Sabetaycılıkla ilgili ilk ciddi tartışma 1924 ve 1925 yıllarında hem de basın önünde cereyan etti.
Karakaşzâde Mehmed Rüşdü adlı Selanikli bir dönmenin ifşaatlarıyla başlayan ilk tartışma yaklaşık bir
sene sonra yine Karakaşzade'nin bütün sözlerini geri alan müthiş "dönüşüyle" son buluyordu. Aradan
geçen yetmiş küsur yılın ardından bugün Ilgaz Zorlu kitabıyla hiç de Karakaşzade ile kıyaslanmayacak
bir samimiyetle önemli açıklamalarda bulunuyor. Öyle görünüyor ki, Sabetaycıların 332 yıl süren esrar
perdesi onun kitabıyla büyük ölçüde aydınlanacak ve bu konuda yapılacak "ciddi" tartışmalar gerçekten
değerli araştırmalara zemin hazırlayacak.

Şemsi Efendi'nin 6. batından torunu olan yazar Zorlu, 1969 İstanbul doğumlu. Zorlu, "Yaşanan iki
yüzlülüğe artık bir son verilmesi gerektiğini" ve cemaatinin artık "dışa açılması" gerektiğini belirtiyor.

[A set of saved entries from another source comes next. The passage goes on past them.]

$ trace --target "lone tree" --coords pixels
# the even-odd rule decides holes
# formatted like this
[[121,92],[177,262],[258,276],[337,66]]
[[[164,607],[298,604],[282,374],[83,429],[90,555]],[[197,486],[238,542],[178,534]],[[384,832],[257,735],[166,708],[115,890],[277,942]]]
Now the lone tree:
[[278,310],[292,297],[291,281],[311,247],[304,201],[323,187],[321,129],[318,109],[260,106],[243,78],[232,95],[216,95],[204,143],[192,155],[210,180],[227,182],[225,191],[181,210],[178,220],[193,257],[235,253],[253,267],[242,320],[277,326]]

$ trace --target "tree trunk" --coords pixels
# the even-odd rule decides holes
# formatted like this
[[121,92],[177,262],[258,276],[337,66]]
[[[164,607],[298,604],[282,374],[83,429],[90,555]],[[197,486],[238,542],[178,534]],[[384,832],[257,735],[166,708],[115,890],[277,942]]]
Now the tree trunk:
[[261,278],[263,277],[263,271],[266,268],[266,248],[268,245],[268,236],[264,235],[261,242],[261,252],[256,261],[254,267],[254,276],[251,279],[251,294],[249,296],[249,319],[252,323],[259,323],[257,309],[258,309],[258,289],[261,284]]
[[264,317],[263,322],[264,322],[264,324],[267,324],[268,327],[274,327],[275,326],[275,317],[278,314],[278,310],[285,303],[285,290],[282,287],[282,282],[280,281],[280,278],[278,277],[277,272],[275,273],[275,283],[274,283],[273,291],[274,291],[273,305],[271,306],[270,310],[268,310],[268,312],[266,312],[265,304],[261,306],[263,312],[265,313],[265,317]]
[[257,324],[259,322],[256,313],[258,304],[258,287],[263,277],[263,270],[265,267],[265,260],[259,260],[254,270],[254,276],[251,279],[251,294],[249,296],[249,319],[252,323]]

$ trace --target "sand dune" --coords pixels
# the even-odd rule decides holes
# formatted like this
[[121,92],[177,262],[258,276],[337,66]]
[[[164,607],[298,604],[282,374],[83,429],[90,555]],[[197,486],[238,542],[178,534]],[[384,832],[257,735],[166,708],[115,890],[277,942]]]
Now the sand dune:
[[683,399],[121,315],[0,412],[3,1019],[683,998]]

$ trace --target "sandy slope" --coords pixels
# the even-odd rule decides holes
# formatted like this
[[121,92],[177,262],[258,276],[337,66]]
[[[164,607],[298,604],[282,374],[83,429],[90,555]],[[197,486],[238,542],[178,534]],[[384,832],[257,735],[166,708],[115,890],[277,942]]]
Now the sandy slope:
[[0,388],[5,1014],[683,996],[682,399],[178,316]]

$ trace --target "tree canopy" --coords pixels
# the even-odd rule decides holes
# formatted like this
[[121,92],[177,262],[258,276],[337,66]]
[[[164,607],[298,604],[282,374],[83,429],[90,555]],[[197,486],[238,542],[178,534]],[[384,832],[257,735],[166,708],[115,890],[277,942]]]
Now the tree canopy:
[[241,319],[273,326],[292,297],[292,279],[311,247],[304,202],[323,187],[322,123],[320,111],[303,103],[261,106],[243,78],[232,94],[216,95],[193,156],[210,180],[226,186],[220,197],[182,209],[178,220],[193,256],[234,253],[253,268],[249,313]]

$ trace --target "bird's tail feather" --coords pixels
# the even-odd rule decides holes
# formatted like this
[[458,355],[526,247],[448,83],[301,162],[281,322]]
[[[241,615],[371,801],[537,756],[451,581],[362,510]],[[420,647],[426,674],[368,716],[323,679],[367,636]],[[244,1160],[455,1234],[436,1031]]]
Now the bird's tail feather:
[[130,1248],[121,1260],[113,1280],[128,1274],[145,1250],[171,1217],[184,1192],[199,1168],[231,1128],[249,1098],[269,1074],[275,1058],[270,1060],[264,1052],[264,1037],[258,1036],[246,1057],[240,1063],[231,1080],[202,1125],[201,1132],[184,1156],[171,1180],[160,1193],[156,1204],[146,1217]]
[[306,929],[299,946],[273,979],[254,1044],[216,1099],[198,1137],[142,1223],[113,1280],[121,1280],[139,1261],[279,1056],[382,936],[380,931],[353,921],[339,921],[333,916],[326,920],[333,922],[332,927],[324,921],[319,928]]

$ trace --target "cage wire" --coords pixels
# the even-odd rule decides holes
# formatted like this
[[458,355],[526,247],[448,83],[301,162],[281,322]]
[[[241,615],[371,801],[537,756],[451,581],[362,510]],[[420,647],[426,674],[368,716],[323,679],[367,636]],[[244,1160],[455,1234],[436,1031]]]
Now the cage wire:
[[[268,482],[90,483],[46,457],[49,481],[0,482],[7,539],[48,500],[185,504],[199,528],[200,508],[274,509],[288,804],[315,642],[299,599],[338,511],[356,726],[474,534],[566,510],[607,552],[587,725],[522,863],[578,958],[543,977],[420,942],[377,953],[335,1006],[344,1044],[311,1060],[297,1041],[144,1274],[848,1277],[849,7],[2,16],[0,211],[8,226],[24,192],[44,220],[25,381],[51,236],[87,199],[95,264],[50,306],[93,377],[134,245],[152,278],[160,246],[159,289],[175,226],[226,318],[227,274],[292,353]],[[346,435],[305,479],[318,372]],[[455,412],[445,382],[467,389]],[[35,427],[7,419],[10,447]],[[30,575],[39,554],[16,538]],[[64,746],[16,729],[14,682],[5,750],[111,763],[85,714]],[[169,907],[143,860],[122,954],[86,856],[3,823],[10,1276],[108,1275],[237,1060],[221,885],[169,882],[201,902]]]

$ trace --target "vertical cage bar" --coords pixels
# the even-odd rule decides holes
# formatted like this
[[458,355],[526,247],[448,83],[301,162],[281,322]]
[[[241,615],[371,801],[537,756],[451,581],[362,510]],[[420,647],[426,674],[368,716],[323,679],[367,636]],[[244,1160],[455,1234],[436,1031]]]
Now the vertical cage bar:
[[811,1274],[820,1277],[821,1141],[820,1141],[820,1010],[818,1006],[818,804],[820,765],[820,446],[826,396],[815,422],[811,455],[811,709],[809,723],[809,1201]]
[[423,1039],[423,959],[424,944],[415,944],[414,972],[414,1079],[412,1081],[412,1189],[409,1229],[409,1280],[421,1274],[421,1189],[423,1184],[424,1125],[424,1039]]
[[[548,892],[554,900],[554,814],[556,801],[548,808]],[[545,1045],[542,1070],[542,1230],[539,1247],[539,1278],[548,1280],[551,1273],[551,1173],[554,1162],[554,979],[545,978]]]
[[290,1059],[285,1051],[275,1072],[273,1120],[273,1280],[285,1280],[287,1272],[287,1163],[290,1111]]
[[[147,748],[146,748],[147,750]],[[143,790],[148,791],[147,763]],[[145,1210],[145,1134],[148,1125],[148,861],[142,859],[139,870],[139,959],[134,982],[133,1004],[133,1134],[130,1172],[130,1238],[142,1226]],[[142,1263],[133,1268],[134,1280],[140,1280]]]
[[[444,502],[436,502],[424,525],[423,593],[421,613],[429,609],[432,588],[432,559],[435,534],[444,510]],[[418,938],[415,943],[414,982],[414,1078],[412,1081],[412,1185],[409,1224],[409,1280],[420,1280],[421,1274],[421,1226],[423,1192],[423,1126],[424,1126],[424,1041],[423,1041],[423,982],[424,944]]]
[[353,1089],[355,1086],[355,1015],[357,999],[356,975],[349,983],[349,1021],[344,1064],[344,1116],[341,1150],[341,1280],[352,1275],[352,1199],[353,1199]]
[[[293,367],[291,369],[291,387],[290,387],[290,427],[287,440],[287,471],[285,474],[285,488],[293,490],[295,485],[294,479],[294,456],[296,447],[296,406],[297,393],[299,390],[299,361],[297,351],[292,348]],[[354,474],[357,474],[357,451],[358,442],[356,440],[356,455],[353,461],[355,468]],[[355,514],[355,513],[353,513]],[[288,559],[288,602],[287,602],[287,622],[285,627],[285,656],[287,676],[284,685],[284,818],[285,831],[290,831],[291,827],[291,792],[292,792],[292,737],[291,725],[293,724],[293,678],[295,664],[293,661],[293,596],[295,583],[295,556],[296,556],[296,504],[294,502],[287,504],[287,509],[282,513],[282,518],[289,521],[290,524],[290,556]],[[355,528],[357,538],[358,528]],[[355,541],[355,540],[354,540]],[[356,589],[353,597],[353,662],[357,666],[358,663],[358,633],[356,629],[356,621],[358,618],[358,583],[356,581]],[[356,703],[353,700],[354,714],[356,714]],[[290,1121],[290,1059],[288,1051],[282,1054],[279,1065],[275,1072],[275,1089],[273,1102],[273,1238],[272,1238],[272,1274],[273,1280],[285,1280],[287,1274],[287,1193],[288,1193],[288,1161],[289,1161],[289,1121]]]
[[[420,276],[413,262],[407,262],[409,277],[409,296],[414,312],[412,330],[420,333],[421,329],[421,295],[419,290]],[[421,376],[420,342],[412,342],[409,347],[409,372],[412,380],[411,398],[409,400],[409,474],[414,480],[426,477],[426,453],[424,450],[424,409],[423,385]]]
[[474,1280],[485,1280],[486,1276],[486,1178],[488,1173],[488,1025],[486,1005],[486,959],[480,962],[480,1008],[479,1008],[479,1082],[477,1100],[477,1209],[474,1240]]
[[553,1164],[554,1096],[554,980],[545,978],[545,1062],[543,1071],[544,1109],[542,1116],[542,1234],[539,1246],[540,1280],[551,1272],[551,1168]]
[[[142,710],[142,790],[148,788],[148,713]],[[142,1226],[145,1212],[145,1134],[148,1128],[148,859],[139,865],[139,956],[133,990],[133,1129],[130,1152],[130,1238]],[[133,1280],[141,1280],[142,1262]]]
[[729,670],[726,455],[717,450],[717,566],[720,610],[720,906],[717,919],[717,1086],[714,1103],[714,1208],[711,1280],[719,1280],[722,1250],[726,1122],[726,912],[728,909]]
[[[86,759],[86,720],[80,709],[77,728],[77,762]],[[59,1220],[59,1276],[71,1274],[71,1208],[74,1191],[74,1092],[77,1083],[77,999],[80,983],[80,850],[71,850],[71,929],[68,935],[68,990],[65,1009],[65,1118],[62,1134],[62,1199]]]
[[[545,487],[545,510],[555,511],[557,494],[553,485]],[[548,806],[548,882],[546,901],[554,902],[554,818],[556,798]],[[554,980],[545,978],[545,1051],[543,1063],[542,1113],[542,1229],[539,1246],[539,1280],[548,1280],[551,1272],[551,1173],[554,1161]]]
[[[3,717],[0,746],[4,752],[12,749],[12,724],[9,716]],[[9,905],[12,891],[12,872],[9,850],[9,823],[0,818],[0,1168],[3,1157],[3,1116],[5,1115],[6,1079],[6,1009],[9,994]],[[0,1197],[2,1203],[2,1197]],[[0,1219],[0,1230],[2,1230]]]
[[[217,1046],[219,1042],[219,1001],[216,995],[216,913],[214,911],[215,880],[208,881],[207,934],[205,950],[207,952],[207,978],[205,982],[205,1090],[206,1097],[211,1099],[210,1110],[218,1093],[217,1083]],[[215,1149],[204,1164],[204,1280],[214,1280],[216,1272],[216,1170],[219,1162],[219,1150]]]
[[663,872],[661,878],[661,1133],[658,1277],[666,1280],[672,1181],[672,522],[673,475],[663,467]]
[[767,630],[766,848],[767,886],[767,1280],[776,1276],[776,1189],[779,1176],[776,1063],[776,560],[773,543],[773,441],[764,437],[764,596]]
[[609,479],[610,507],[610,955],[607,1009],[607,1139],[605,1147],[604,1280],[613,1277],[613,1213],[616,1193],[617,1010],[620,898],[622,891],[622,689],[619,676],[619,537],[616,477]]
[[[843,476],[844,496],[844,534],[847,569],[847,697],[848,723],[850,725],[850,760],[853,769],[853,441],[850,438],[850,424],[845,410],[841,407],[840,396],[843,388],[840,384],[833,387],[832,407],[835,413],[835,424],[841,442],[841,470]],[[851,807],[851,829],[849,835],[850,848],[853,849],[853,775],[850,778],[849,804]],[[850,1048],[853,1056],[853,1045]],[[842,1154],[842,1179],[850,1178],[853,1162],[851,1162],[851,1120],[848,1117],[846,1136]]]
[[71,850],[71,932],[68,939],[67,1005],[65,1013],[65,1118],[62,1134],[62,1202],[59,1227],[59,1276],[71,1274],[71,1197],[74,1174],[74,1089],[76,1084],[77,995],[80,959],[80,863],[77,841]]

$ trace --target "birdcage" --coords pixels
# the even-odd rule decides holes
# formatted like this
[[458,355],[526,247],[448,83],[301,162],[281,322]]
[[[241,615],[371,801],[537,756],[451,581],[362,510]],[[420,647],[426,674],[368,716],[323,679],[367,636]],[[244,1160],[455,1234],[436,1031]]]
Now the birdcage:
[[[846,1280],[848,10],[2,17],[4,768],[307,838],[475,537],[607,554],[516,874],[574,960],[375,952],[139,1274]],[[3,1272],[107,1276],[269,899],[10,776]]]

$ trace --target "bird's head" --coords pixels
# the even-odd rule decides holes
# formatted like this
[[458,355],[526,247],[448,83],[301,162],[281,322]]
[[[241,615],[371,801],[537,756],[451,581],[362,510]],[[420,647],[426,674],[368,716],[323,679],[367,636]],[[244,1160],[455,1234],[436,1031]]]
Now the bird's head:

Meleklerin âhirzamanda yeniden döneceğine inanılan Sabetay Sevi'ye Mesih'lik tacını taktıkları bir
gravürün kapağa alındığı kitapta, "Sabetaycılık ve Yahudilik", "Sabetaycılık ve Osmanlı mistisizmi",
"Sabetaycılık ve masonluk ve Kabbala'nın mistik aleminde" gibi oldukça ilginç makaleler yer alıyor.
Yazarının kimliği göz önüne alındığında, konuya merak duyanların mutlaka edinmeleri gereken bir kitap
Türkiye Sabetaycılığı...

Bu arada konuyla ilgili son ilginç gelişme haftalık haber dergisi Aksiyon'un 181. sayısında yaşandı. 500.
Yıl Vakfı yöneticilerinden Harry Ojalvo dergiye verdiği mülâkatta, 350 yıllık alışılagelmiş suskunluğu
bozarak Türkiye'de birbuçuk milyona yakın Sabetaycı bulunduğunu belirtiyordu: "Yahudi kökenli olarak
Sebati (Sabetay Sevi) devrinden gelme nitekim hepimizin tanıdığı bugün Dışişleri Bakanımız olan İsmail
Cem İpekçi var. O Sebati'dir. Coşkun Kırca var. Epey insan var. Canım yani bir çoğuna 'sen oradan
gelmesin' dediğin zaman kendisi bilmiyor bile. Ama bu öyle bir şey ki gizlenemez. Bu ortada." (Aksiyon,
23-29 Mayıs 1998, sayı: 181, s. 13)
Ilgaz Zorlu ile kitabı ve kendisi hakkında görüştük. Anlaşılan o ki bu kitap çok ses getirecek.

Sabetaycılar bugüne kadar gizlilik prensibini hiç bozmamıştı ama siz yazdığınız kitapla bunu
açıkça ihlal ettiniz. Amacınız nedir?
Amacım bir ayrımcılık değil, farklılığın tadını bulmak. Sabetaycıları bugün nasıl ayıracaksınız.
Türkiye'den ayrılamaz ki. Benim ana lisanım Türkçe. Ben hiçbir lisanı Türkçe kadar iyi kullanamıyorum

Ozan_Boran 69
ve bilmiyorum. İbranice'yi de çok iyi bildiğim söylenemez. Ama bir şey söylüyorum: ister kabul etsinler
ister etmesinler Türkiye'de bir Sabetaycı topluluk var. Bu insanlar ister biz yokuz desinler, isterse inkâr
etsinler ama var. Çünkü en azından ben varım ve söylüyorum. Kimler var kimler yok derseniz ona
girmem; ama ısrarla da var olduğunu iddia ediyorum.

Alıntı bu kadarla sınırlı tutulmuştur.